AUTHOR=Allard Eric S. , Yaroslavsky Ilya TITLE=Attentional Disengagement Deficits Predict Brooding, but Not Reflection, Over a One-Year Period JOURNAL=Frontiers in Psychology VOLUME=10 YEAR=2019 URL=https://www.frontiersin.org/journals/psychology/articles/10.3389/fpsyg.2019.02282 DOI=10.3389/fpsyg.2019.02282 ISSN=1664-1078 ABSTRACT=

A growing literature suggests that rumination is linked to attentional disengagement deficits in depression. This is particularly the case with brooding, a maladaptive form of rumination. However, research on the potential constructive association between attentional disengagement and self-reflection, a putative adaptive form of rumination, is sparse. Thus, the goal of the present study was to examine whether visual attentional disengagement deficits differentially predict dispositional brooding and self-reflection tendencies.
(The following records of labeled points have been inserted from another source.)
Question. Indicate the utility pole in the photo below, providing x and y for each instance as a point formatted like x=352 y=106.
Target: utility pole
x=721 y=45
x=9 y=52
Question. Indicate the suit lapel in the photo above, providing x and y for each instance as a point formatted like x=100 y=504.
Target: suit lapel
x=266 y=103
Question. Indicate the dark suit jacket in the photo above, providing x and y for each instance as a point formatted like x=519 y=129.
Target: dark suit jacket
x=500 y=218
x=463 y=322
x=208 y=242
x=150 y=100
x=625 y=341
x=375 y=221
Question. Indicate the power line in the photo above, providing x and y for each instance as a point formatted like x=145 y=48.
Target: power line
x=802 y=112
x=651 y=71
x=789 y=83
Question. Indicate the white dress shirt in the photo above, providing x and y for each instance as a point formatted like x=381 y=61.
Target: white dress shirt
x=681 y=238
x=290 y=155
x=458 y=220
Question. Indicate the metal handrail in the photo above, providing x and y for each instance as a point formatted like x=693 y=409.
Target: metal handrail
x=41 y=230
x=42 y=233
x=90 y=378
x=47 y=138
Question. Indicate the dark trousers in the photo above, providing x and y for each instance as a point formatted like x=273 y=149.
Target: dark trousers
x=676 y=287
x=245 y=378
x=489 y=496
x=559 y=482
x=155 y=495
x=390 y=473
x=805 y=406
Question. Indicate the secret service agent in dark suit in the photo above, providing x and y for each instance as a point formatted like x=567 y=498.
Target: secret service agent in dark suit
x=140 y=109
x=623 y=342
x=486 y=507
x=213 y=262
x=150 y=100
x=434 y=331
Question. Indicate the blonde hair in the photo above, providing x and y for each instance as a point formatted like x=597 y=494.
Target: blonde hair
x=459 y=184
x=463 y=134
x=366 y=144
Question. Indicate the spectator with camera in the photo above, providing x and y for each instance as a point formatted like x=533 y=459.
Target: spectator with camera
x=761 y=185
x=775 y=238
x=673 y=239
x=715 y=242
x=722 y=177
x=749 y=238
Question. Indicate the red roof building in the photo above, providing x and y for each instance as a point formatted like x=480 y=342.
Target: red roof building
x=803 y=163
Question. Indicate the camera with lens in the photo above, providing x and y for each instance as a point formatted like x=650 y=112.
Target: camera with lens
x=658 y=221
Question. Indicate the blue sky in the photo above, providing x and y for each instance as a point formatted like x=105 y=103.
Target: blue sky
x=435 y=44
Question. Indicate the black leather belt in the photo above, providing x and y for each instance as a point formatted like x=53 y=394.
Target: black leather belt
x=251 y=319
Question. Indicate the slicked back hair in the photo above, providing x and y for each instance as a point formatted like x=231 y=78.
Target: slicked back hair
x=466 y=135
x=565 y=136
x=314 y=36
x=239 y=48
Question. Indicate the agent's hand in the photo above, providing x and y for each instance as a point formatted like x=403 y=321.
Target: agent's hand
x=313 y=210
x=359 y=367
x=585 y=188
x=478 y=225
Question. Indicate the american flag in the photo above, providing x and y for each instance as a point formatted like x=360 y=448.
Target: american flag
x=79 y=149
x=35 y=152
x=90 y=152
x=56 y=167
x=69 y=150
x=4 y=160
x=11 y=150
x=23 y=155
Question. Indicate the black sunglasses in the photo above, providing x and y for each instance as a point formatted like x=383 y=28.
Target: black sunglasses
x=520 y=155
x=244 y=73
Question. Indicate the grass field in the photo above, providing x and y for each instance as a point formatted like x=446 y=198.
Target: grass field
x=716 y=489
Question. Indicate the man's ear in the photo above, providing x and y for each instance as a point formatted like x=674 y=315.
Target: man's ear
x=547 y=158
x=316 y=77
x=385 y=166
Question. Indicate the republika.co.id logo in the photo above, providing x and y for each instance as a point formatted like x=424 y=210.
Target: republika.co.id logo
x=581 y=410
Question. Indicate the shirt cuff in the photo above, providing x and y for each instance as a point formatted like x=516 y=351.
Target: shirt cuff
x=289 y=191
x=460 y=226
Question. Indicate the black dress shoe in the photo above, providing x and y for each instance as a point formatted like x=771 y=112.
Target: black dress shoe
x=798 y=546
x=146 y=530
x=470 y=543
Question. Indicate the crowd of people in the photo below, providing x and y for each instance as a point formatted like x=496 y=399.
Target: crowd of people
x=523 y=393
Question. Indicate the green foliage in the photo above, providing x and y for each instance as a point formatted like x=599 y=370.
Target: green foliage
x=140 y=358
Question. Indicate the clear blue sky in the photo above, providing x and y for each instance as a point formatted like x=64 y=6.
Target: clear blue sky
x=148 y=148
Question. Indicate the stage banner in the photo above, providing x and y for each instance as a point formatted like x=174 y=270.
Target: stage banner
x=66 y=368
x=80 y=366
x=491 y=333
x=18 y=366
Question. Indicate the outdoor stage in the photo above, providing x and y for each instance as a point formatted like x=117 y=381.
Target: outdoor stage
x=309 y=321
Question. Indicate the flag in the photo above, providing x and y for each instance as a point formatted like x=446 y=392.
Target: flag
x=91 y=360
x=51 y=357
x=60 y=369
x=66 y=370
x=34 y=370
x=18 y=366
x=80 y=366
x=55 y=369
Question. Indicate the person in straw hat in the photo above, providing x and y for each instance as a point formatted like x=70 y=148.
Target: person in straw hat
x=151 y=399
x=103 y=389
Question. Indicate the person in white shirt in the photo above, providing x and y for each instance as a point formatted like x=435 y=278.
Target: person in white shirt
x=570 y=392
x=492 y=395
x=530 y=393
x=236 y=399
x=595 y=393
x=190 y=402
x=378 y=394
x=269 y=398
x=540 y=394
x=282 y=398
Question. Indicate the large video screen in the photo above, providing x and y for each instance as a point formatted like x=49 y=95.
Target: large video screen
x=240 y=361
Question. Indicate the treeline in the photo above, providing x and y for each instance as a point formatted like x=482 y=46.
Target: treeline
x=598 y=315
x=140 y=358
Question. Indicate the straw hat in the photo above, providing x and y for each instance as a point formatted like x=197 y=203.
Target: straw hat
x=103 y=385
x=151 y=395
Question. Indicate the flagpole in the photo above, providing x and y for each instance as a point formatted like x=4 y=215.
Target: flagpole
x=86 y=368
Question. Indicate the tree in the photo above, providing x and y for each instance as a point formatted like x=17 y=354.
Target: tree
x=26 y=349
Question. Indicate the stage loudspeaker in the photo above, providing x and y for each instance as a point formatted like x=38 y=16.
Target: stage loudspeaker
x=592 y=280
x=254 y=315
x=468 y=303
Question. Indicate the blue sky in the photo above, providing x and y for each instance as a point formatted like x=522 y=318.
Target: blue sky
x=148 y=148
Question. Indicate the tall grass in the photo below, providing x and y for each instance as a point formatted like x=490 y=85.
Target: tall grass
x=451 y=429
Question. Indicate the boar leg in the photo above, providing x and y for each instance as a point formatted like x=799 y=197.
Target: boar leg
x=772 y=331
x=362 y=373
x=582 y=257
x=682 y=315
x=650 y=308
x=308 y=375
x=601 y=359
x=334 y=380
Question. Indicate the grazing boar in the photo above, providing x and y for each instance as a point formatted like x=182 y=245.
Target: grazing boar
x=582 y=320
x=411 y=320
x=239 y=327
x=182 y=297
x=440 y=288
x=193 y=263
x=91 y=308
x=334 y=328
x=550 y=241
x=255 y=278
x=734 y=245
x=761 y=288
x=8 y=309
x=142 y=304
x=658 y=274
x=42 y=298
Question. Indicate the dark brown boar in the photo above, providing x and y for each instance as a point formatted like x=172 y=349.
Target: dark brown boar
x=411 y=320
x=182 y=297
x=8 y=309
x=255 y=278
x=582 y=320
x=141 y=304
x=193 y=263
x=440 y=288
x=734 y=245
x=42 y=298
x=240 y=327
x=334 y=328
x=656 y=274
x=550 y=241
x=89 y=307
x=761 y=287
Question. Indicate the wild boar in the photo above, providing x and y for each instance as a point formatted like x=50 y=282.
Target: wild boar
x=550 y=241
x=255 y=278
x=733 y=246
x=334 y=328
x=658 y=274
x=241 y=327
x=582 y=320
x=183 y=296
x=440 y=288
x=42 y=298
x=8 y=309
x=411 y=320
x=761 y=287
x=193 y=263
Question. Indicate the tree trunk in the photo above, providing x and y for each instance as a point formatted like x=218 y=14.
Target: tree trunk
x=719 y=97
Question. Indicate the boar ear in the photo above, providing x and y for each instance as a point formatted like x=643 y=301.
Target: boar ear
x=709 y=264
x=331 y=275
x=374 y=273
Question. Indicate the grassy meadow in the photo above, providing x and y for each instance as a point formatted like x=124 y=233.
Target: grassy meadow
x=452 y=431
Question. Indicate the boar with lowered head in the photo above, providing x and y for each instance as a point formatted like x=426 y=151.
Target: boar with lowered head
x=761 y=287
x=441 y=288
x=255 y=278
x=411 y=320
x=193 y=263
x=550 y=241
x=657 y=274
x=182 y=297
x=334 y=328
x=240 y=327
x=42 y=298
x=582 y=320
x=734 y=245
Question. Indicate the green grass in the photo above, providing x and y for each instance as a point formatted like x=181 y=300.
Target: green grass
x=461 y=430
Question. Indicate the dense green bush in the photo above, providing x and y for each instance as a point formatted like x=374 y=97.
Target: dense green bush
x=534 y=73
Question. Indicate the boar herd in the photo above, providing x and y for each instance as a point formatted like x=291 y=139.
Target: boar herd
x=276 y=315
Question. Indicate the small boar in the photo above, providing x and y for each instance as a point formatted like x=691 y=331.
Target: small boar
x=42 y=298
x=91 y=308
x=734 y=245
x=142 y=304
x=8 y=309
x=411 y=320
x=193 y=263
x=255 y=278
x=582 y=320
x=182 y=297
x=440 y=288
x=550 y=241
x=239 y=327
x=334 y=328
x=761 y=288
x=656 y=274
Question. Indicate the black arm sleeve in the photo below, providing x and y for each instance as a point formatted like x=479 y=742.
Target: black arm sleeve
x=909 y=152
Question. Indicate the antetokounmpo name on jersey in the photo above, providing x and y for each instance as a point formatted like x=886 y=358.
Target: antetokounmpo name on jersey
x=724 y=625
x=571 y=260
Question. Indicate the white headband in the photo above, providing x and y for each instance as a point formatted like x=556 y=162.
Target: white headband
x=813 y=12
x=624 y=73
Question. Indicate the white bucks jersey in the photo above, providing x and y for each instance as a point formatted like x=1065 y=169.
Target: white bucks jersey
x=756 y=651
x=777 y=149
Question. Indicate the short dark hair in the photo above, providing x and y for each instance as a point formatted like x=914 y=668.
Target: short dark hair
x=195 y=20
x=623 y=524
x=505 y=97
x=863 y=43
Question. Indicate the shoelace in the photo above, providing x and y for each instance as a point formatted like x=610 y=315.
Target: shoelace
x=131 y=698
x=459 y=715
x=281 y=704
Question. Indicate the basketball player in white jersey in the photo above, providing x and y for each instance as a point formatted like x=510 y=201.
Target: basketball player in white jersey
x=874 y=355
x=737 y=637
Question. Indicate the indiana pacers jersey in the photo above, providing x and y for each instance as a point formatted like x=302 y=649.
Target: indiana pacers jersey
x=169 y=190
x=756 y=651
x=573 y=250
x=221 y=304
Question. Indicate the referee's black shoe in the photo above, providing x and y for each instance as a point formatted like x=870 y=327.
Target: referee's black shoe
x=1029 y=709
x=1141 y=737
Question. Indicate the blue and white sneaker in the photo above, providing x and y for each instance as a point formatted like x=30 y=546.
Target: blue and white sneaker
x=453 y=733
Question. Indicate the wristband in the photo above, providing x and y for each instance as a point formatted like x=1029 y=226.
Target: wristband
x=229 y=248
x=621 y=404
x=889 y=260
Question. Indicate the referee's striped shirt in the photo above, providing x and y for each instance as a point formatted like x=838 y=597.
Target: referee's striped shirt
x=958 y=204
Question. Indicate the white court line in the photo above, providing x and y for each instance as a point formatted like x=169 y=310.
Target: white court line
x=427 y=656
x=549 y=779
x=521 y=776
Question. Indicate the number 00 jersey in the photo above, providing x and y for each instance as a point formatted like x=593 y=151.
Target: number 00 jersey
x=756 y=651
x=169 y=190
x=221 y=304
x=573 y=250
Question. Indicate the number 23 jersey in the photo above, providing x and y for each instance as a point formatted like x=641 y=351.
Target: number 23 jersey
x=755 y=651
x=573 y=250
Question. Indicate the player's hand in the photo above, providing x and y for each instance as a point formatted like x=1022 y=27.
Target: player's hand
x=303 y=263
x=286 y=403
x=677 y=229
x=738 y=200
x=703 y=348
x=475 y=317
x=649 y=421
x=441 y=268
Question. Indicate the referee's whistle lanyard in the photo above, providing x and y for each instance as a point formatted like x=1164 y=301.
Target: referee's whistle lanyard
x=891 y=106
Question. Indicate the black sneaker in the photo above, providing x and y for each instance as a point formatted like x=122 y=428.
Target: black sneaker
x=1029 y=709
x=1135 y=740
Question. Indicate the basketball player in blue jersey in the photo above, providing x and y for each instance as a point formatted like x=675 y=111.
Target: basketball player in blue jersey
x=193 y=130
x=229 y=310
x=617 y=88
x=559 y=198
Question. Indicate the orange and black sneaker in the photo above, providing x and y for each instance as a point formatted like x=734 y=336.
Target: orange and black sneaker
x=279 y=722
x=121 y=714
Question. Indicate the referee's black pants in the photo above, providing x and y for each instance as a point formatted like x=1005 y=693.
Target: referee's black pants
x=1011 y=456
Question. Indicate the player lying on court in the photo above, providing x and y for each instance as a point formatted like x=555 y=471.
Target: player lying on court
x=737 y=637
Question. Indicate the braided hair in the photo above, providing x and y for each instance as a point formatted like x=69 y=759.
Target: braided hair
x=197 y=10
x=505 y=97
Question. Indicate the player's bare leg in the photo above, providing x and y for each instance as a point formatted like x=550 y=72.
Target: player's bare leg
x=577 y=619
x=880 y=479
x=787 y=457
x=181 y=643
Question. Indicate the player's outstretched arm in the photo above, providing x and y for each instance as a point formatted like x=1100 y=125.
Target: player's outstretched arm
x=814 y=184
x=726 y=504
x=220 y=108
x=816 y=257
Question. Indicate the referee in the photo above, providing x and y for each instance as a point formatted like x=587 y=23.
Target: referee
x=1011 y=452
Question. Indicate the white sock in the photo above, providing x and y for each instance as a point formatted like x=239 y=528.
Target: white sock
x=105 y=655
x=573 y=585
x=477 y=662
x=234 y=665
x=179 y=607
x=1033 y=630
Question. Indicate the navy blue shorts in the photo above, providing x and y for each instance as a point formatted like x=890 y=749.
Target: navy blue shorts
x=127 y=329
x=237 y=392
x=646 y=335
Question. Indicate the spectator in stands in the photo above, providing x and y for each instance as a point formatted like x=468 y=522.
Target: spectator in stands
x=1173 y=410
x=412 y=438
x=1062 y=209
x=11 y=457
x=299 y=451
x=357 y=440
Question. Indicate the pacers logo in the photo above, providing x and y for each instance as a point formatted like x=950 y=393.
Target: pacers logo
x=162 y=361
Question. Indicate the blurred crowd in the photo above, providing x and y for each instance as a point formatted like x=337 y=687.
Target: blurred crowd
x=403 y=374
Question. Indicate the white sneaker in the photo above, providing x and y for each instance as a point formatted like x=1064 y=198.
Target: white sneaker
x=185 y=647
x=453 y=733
Depressed participants (n = 17), those in remission from depression (n = 42), and their peers with no depression histories (n = 70) completed clinical interviews, the Ruminative Response Scale (RRS), and an eye-tracking task that measured attentional disengagement from pleasant (happy) and unpleasant (sad) facial images during a laboratory visit, and the RRS at 4 month intervals over a 1-year period. Results revealed that slow disengagement from sad faces, and rapid disengagement from happy faces, was specifically associated with brooding tendencies concurrently and across follow-up. Attentional disengagement was unrelated to self-reflection. The disengagement-brooding associations remained after controlling for depression status and anxiety disorder histories, suggesting that attentional control deficits may be a state-independent marker of brooding. Theoretical and clinical implications for these associations are discussed.